La science-fiction ne s’arrête pas aux romans, elle envahit le théâtre. La pièce de Makine décrit un monde où la parole est bannie. Un média unique est proposé aux milliers de spectateurs. Réduits à de simples consommateurs d’images, les citoyens sont incapables de réfléchir. Face à cette dictature, il reste pourtant un espoir : la parole poétique. Hymne au langage, au théâtre et à la révolte ce texte se lit comme un conte. Le contrôle des médias et la critique d’un divertissement sans conscience paraissent on ne peut plus actuels.

8. Marche ou crève, Stephen King

Dans une Amérique soumise à un pouvoir dictatorial, des jeux télévisés particulièrement cruels sont organisés. Des adolescents y participent à une traversée du pays. Durant cette Longue Marche, un arrêt prolongé est sanctionné par la mort. Une victoire signifie gloire et richesse, mais elle est également synonyme de survie. Ce roman d’anticipation est un Hunger Games avant l’heure et questionne les limites du divertissement.

9. Le Meilleur des mondes, Aldous Huxley

Dans le meilleur des mondes, les hommes sont clonés. Plus de question sociale sur le marché du travail : les aptitudes de chacun sont conçues en fonction de la caste à laquelle il appartient. La consommation et le divertissement font office de loi. A l’écart de ces villes parfaites, les « sauvages » sont maintenus dans des réserves. Appartenant à la plus haute des castes, Bernard ne se sent pas à sa place, il s’interroge et tente de comprendre ces exclus. La société de consommation, le conformisme, la drogue et l’exclusion, autant de débats apparus dans les années 60. Aldous Huxley, le plus New Age des écrivains de sci-fi, s’est également d’ailleurs intéressé aux drogues et à leurs effets dans « Les portes de la perception. »

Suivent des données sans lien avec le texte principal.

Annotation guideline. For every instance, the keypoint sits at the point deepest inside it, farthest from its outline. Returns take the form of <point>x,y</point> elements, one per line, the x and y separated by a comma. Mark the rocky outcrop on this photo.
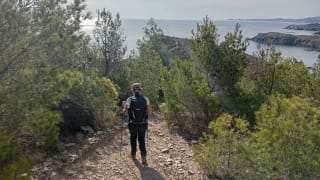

10. Watchmen, Alan Moore, Dave Gibbons et John Higgins

Watchmen est un des nombreux comic books qui investissent le domaine de la science-fiction. Dans un univers parallèle, le Dr. Manhattan a permis aux Etats-Unis de gagner la guerre du Vietnam, de garantir la place de Nixon au pouvoir et de se passer du pétrole. La troisième guerre mondiale est sur le point d’éclater et les super-héros, ayant cessé leurs activités, disparaissent progressivement. Une image fantastique de la dictature incarnée dans un personnage aux pouvoirs surhumains.